An important figure in the Confessionalist movement of poetry, Anne Sexton (19281974) wrote extremely dark and extremely personal poetry about her life. She grew up and spent most of her adulthood in Massachusetts, and studied at Boston University with Robert Lowell and Sylvia Plath. Plath and Sexton remained friends for the remainder of Plath's life. She was married in 1948, and had two children. In October 1974, she lost her fight with her mental illness and committed suicide.
Anne Sexton, unlike her counterpart Sylvia Plath, received many accolades for her work during her life. Sexton was the first female member of the honor society Phi Beta Kappa. In 1967, she won the Pulitzer Prize for Poetry for her book Live or Die.

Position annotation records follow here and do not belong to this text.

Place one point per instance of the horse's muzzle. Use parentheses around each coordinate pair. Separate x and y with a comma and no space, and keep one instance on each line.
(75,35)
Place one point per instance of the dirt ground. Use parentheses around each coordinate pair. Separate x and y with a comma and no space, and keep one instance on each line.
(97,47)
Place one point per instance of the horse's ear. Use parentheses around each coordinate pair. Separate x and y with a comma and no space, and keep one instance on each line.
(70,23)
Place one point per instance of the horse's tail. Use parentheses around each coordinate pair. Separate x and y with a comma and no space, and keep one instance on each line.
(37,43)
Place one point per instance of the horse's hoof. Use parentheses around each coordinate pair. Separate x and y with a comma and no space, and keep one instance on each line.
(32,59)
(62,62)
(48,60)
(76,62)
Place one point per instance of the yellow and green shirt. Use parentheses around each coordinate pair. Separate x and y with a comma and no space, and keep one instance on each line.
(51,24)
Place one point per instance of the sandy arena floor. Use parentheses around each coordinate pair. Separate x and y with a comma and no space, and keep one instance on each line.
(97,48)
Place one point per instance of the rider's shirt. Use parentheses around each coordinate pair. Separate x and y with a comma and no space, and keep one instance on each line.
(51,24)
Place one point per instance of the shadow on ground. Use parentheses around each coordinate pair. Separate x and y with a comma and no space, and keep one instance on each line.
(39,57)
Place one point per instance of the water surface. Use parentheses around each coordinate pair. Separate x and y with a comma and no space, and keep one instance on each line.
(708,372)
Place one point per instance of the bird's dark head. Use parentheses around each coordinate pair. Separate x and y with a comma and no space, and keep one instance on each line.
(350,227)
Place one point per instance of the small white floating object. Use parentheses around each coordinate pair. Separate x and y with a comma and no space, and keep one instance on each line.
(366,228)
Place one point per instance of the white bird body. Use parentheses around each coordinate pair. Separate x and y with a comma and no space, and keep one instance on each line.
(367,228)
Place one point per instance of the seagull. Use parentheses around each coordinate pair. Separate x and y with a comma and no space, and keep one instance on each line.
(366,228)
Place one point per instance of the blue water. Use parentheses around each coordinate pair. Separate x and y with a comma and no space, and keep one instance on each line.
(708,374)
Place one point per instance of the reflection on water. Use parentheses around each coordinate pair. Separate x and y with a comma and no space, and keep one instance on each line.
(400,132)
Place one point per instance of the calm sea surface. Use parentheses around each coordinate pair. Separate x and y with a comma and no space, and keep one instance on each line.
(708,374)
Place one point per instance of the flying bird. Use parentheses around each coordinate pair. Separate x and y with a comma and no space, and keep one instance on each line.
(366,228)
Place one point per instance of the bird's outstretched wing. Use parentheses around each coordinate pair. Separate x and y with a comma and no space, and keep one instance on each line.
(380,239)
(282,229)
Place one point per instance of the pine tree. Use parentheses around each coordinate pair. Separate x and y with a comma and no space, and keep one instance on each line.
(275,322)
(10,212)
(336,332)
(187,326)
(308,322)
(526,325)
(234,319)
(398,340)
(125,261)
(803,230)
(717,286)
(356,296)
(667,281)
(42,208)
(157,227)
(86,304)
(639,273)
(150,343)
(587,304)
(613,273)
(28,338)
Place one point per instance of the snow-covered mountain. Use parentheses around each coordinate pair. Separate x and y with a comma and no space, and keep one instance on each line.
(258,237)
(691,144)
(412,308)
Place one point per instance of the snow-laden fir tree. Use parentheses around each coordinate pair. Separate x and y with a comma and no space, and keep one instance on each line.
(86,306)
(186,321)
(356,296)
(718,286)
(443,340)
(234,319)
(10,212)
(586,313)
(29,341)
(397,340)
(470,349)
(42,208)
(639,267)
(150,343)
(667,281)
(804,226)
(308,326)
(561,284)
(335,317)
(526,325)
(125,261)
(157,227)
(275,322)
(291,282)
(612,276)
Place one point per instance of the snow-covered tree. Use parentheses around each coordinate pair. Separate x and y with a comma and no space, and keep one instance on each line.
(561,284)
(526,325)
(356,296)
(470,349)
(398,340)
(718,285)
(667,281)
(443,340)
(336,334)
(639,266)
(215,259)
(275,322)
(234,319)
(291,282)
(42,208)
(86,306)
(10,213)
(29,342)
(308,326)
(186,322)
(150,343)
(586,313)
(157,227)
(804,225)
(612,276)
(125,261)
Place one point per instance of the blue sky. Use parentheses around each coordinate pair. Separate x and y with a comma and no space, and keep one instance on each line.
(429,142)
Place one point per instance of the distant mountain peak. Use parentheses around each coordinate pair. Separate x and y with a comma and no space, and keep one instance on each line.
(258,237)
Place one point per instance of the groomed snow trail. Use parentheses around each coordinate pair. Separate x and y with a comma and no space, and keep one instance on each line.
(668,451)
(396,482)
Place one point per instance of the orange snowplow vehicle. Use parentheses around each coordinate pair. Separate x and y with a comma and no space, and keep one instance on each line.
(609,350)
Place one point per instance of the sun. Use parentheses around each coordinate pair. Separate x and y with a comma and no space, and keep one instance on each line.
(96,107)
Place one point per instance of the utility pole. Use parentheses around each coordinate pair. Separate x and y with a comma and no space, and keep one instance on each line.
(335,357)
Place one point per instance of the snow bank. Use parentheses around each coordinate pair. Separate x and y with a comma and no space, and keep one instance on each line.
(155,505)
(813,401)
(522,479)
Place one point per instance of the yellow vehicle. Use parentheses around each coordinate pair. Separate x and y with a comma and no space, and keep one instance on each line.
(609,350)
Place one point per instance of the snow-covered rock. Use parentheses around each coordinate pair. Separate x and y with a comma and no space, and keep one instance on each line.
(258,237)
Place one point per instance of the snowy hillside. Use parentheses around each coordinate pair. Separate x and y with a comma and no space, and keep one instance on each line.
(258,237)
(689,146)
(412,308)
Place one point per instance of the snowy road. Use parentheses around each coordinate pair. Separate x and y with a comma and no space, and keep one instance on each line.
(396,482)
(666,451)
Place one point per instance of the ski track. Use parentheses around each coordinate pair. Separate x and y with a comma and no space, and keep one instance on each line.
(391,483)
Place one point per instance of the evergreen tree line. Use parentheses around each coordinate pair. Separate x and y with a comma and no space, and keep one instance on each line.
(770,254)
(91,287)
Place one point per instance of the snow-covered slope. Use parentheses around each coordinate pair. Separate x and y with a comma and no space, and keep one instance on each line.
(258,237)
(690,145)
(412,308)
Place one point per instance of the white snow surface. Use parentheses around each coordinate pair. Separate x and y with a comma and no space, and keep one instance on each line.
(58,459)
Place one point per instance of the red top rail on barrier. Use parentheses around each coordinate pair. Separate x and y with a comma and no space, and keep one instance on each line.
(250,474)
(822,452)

Her struggle with depression, relationships with her children and husband, and her suicidal tendencies were common subjects of her poems. Sexton's poetry is widely remembered for dealing with issues particular to women (like abortion and menstruation) before it was common to do so.
Notable Works Include:
- Live or Die (1966)
- Transformations (1971)
- 45 Mercy Street (1975)
Tropes in the work of Anne Sexton:
- Ballad of X: "The Ballad of the Lonely Masturbator"
- Fairy Tale: Her book of poetry Transformations is a series of poems that are adaptations of famous fairy tales, including "Cinderella" and "Briar Rose".